Last October, a Hamas delegation led by Khalil Al-Chaya, responsible for relations with the Arab and Islamic world, visited Damascus along with several Palestinian faction delegations, staying in President Bashar Assad’s palace.
Al-Chaya hailed this as a “historic visit” and praised Syria’s support for the Palestinian cause.
In the early stages of Syria’s 2012 crisis, during the “Arab Spring,” Hamas initially supported the overthrow of Bashar Assad’s regime.
However, it later adopted a neutral stance and eventually returned to fully support the Syrian government while condemning Israeli attacks in Syria.
The “Muslim Brotherhood,” to which Hamas belongs, opposed reconciling with Bashar Assad’s regime and attempted to dissuade Hamas leader Ismail Haniyeh from such a move. Haniyeh, however, rejected this advice.
Although Hamas sources claimed positive outcomes from the meeting with President Assad, a recent interview painted a different picture.
In an August 9th interview with Sky News Arabia, President Assad strongly criticized Hamas leadership, specifically Ismail Haniyeh and Khaled Mashaal, accusing them of “treason and hypocrisy.”
President Assad asserted that Hamas leaders falsely portrayed Syria as requesting their support in the civil war.
He questioned, “How can they stand by us with only a handful of operatives in Syria?
They lack an army,” emphasizing that Syria’s current relation with Hamas is based on supporting any Palestinian entity opposing Israel to reclaim their rights.
He made it clear that Syria’s ties with Hamas will not revert to the past, stating, “They currently do not maintain offices in Syria. It’s premature to discuss this. Our primary concern is the battles within Syria.”
Hamas’s delegation visit to Syria in last October marked the end of a decade-long rupture initiated by Khaled Mashal’s decision to sever ties with Assad’s regime and relocate the Hamas headquarters from Damascus to Qatar’s Doha, protesting against Assad’s actions during the “Arab Spring.”

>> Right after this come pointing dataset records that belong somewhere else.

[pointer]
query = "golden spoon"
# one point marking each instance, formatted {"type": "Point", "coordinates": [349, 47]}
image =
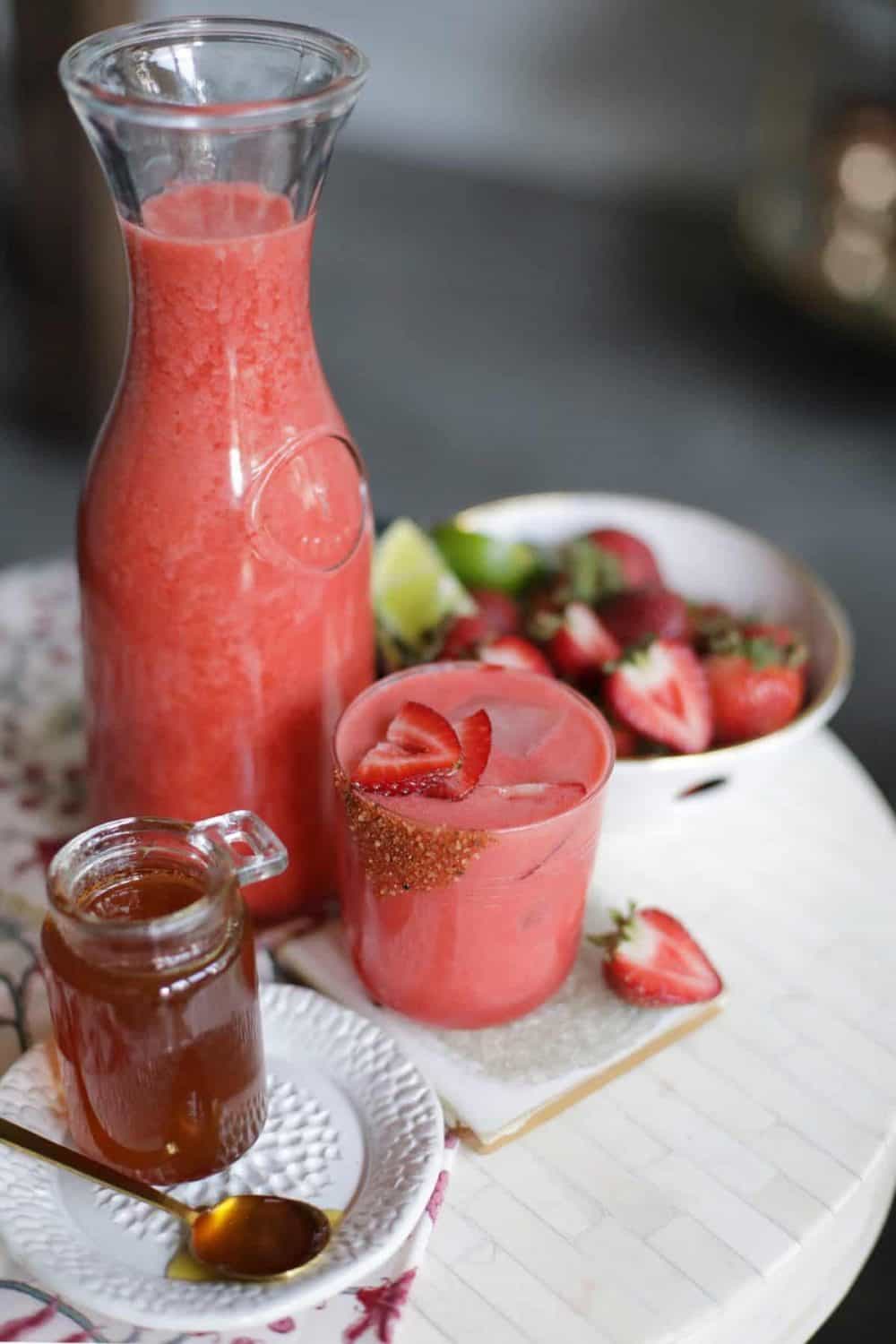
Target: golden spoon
{"type": "Point", "coordinates": [255, 1236]}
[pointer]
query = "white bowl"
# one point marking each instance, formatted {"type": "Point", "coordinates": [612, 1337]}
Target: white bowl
{"type": "Point", "coordinates": [707, 559]}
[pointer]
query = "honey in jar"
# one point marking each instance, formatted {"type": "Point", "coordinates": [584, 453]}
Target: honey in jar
{"type": "Point", "coordinates": [151, 972]}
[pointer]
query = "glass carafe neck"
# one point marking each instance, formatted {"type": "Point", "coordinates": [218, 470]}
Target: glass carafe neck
{"type": "Point", "coordinates": [201, 101]}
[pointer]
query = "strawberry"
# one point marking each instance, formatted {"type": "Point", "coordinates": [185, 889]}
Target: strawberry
{"type": "Point", "coordinates": [474, 736]}
{"type": "Point", "coordinates": [661, 693]}
{"type": "Point", "coordinates": [495, 615]}
{"type": "Point", "coordinates": [419, 747]}
{"type": "Point", "coordinates": [650, 960]}
{"type": "Point", "coordinates": [754, 690]}
{"type": "Point", "coordinates": [635, 559]}
{"type": "Point", "coordinates": [783, 637]}
{"type": "Point", "coordinates": [710, 623]}
{"type": "Point", "coordinates": [657, 613]}
{"type": "Point", "coordinates": [512, 650]}
{"type": "Point", "coordinates": [582, 644]}
{"type": "Point", "coordinates": [546, 607]}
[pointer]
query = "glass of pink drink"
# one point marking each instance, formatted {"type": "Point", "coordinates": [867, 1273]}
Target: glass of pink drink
{"type": "Point", "coordinates": [225, 530]}
{"type": "Point", "coordinates": [469, 913]}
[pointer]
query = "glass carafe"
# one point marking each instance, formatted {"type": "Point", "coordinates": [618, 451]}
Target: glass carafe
{"type": "Point", "coordinates": [225, 530]}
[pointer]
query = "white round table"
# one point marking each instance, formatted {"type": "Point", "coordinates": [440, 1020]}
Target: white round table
{"type": "Point", "coordinates": [728, 1190]}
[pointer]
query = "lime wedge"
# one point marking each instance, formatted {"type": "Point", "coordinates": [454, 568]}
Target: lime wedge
{"type": "Point", "coordinates": [414, 590]}
{"type": "Point", "coordinates": [489, 562]}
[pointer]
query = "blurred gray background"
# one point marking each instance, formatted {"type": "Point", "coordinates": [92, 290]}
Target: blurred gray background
{"type": "Point", "coordinates": [527, 277]}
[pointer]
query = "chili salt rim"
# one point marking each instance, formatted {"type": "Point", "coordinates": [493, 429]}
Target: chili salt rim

Despite official reconciliation, President Assad exhibits caution and prevents Hamas from re-establishing a presence in Syria as before.
For years, he held a grudge against Hamas leadership for perceived betrayal, rejecting all reconciliation overtures since Ismail Haniyeh succeeded Khaled Mashal.
Iran and Hezbollah exerted significant pressure on President Assad, eventually leading to his acceptance of giving Hamas another opportunity.
Hamas presents substantial demands to the Syrian regime.
Senior officials in Hamas’s military wing seek more than just reopening movement offices—they desire military freedom and approval to establish a missile-equipped infrastructure in Syria for potential attacks on Israel.
President Assad, however, proceeds with caution, possibly fearing that Hamas’s actions could escalate tensions with Israel.
The reconciliation between Hamas and Syria’s regime doesn’t bode well for Israel.
It strengthens the “axis of evil,” led by Iran, which opposes any political settlement with Israel and supports armed struggle, aiming for Israel’s destruction and the establishment of a Palestinian state in its place.
President Assad, having experienced what he views as Hamas’s betrayal and manipulation, remains skeptical and slow to change his stance.
The ongoing divide between him and Hamas leadership currently aligns with Israel’s interests.